Et quant à sa deuxième saillie de la semaine, quant à la déclaration du président informant ses concitoyens que, contrairement à ce qu’insinue une presse malveillante et distillatrice de fake news, il n’est ni un imbécile ni un enfant attardé, mais juste un «génie parfaitement stable», comment ne ferait-elle pas penser, dans le même Ubu roi, quelques répliques plus tard, après que la «Mère Ubu», en Lady Macbeth des faubourgs, a excité le ressentiment et la vanité de son Julot de roi, à cette trumperie avant la lettre : «De par ma chandelle verte, Merdre, madame ! Certes, oui, je suis content !» ? comment ne ferait-elle pas sinistrement écho, oui, à l’autosatisfaction du «capitaine de dragons, officier de confiance du roi Venceslas, décoré de l’ordre de l’Aigle rouge de Pologne et ancien roi d’Aragon» qui a fait rire et frémir des générations d’esprits surréalistes ?

Trump est Ubu, voilà ce qui apparaît – mais, cette fois, dans le réel.

L’Ubu irascible et scatologique, complotiste et tyrannique qu’inventa, sans que l’on y crût vraiment, Alfred Jarry, voilà qu’il se met à exister et qu’il était trumpien.

Et le précurseur de Dada, le «sobre et sûr sculpteur dramatique» reconnu par Mallarmé, le lycéen blagueur qui avait commencé par brocarder son professeur de physique, mais qui vit sa blague devenir œuvre, son œuvre devenir mythe, et qui se prit tellement au jeu de son personnage qu’il se mit à signer certains de ses textes de son nom, voit confirmer par l’homme à la moumoute jaune et à la cravate trop longue ses intuitions les plus sinistres.

Les empereurs romains laissaient des citations pour les millénaires à venir («veni, vidi, vici»…).

Les rois de France frappaient des maximes paradoxales ou provocantes («l’État, c’est moi»…).

Les présidents américains, les pires comme les meilleurs, réservaient aux mémorialistes leurs blagues de garçons de bains et leurs colères privées (Clinton, dans le livre de Bob Woodward) mais s’efforçaient de parler dignement au monde.

Trump sème des «Merde». Il parsème ses discours, non plus d’adjectifs, mais d’énoncés qu’il faudrait dire déjectifs.

Et l’humanité requise d’appartenir à cette scène, les témoins (et les victimes !) de ce feu roulant d’invective, de violence et de sanie, en sont réduits à patauger dans cette nauséabonde bouillie.

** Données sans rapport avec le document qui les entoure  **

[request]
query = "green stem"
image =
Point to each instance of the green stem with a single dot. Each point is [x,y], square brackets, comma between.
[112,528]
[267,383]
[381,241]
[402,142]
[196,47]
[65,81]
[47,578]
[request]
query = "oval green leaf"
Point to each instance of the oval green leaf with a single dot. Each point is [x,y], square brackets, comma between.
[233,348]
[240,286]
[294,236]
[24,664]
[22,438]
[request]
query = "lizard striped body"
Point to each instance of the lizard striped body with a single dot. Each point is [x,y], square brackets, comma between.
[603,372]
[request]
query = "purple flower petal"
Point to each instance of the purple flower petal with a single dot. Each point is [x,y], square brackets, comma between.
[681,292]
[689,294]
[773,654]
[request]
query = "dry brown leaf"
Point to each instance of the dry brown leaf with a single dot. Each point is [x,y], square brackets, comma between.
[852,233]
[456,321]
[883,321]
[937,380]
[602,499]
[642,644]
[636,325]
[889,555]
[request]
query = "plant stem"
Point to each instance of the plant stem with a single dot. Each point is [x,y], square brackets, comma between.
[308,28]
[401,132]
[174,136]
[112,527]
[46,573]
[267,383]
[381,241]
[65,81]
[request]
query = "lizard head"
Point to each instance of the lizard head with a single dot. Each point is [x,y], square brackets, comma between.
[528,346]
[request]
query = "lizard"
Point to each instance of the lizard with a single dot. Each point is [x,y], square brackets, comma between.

La transgression, à ce stade, n’est plus un accident – c’est la politique même.

Ce n’est plus la langue du peuple venant joyeusement casser la langue de bois – c’est une nouvelle sorte de langue dont l’inévitable effet sera, comme l’a très précisément prévu Jarry, l’effondrement de la société, l’explosion du lien social et la transformation de la politique en pratique du «grand banditisme».

Ce n’est même plus de la bouffonnerie ou de la farce – c’est comme si le contrat social lui-même, celui de Hobbes non moins que de Rousseau, était en train de se dissoudre dans l’irréparable d’un discours devenu fou.

Le XXe siècle a connu des potentats matamores qui se tenaient encore.

Il a vu passer bien des démagogues – mais ils semblaient adeptes de la recommandation d’un chef de gouvernement des années 1920, passé par la Rue d’Ulm, et qui avait lu Jarry : «La politique c’est comme l’andouillette, ça doit sentir la merde mais pas trop.»

Voici venu, dans un tonnerre de tweets et de jurons que l’on «balance» à une planète stupéfiée, le temps d’une libération de la parole chez l’un de ceux qui étaient censés en être les gardiens.

Que le pays qui, parce qu’il incarne les valeurs démocratiques, voit reposer sur lui l’équilibre de la planète, soit à la pointe de cette révolution au demeurant mondiale, ne présage rien de bon.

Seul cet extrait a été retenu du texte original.